Segmentation Method Development

  • Heuristic methods: Fixed wait-k strategies and similar approaches, limited in adapting to linguistic variation
  • Trainable methods: DiSeg introduces differentiable segmentation modules jointly trained with translation models through expectation training
  • Pre-trained models: Models like SHAS improve robustness through large-scale training

Multilingual Translation Systems

Large-scale multilingual multimodal translation systems such as SeamlessM4T provide strong backbones for speech translation tasks, demonstrating state-of-the-art performance across multiple languages.

Research Gap

To the authors' knowledge, no prior work has applied preference-based optimization to segmentation tasks in SimulST, and this work fills this gap.
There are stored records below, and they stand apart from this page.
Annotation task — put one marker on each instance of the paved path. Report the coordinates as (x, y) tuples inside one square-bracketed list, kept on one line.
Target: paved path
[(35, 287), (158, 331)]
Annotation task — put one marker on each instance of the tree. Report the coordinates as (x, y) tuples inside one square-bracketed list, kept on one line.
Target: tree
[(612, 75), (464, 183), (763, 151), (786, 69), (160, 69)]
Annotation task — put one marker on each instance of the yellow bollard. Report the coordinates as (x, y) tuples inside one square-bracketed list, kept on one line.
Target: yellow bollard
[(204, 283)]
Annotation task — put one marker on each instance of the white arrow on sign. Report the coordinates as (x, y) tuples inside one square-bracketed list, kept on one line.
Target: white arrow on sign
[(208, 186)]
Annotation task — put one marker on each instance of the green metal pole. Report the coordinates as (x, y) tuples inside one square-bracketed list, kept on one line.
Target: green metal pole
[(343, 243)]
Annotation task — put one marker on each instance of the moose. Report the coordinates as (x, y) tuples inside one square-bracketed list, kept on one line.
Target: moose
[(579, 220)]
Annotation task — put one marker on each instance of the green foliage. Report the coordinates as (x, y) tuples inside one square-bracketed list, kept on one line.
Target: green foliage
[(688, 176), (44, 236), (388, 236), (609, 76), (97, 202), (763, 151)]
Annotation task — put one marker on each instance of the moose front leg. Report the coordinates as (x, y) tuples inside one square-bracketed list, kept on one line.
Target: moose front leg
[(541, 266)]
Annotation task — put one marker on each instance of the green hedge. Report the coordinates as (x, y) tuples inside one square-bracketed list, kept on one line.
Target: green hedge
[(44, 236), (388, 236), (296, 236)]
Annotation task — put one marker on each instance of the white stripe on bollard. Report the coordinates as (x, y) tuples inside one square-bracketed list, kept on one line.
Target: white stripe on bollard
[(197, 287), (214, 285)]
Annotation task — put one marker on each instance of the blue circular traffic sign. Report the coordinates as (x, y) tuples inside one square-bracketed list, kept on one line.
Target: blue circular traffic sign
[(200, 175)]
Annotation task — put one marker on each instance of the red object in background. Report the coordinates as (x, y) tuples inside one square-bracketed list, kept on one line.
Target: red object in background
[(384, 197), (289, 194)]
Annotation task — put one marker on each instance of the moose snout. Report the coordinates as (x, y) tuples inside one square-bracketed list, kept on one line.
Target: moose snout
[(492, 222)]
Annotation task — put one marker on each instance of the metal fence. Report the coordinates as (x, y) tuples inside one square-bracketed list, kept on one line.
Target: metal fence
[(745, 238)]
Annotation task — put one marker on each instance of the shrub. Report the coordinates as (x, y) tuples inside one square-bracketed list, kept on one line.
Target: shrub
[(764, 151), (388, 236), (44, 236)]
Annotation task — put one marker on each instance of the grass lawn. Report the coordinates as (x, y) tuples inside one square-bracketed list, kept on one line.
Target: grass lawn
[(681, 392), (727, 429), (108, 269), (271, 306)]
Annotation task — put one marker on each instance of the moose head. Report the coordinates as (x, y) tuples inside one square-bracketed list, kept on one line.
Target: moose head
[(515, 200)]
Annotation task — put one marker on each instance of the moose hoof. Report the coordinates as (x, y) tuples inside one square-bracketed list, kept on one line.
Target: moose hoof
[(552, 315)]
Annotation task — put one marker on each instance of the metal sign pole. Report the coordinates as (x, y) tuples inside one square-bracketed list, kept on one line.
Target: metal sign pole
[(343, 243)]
Conclusions and Discussion

Main Conclusions

  1. DPO effectiveness: Preference optimization enables models to learn segmentation aligned with human preferences, producing more natural boundaries and better quality-latency trade-offs
  2. Performance improvements: Consistent improvements across three language directions compared to SHAS at approximately 3 seconds latency
  3. Practical value: Demonstrates the potential of preference-tuned LLMs in real-time simultaneous interpretation

Limitations

  1. Limited evaluation scope: Restricted to three language pairs; broader directional diversity needed to verify generalization
  2. Computational overhead: The 3B parameter LLM introduces additional computational costs, potentially limiting deployment on resource-constrained devices
  3. Stability issues: BLEU fluctuations observed at specific latency thresholds, indicating room for improvement in segmentation stability
  4. Evaluation metric limitations: Reliance on BLEU and latency as automatic metrics; lacks human evaluation

Future Directions

  1. Extend to more language pairs and domains
  2. Optimize model efficiency for real-time deployment
  3. Introduce human evaluation to validate automatic metrics
  4. Explore more sophisticated preference modeling approaches

In-Depth Evaluation

Strengths

  1. Strong novelty: First application of DPO to SimulST segmentation, opening new research directions
  2. Sound methodology: The preference alignment approach addresses core limitations of existing methods and aligns with practical application requirements
  3. Comprehensive experiments: Thorough evaluation across multiple language pairs with consistent and convincing results
  4. High practical value: Provides a complete end-to-end system with potential for real-world deployment

Weaknesses

  1. Insufficient theoretical analysis: Lacks in-depth theoretical analysis of why DPO is effective for segmentation tasks
  2. Simplistic preference pair construction: Preference pairs based solely on BLEU and latency may lack comprehensiveness
  3. Computational efficiency concerns: Real-time performance of the 3B parameter model may become a bottleneck for practical applications
  4. Limited evaluation metrics: Primarily relies on automatic metrics without subjective quality assessment

Impact

  1. Academic contribution: Introduces a new optimization paradigm to the SimulST segmentation field
  2. Practical value: Provides improved segmentation solutions for real-time speech translation systems
  3. Inspirational significance: Demonstrates the potential of preference learning in sequential decision-making tasks

Applicable Scenarios

  1. Real-time conference interpretation: Simultaneous translation scenarios requiring low latency and high quality
  2. Live caption generation: Applications with high segmentation quality requirements
  3. Multilingual customer service systems: Requiring natural and fluent real-time translation interactions

References

The paper cites important works in related fields, including:

  • SHAS segmentation model Tsiamas et al., 2022
  • SeamlessM4T translation system Meta AI, 2023-2024
  • DPO optimization method Rafailov et al., 2023
  • ACL 60/60 evaluation benchmark Salesky et al., 2023

Overall Assessment: This is a technically innovative paper that for the first time introduces preference optimization to SimulST segmentation tasks. The methodology is sound and experimental results are convincing. While there is room for improvement in theoretical analysis and computational efficiency, the paper makes valuable contributions to the field and opens new research directions.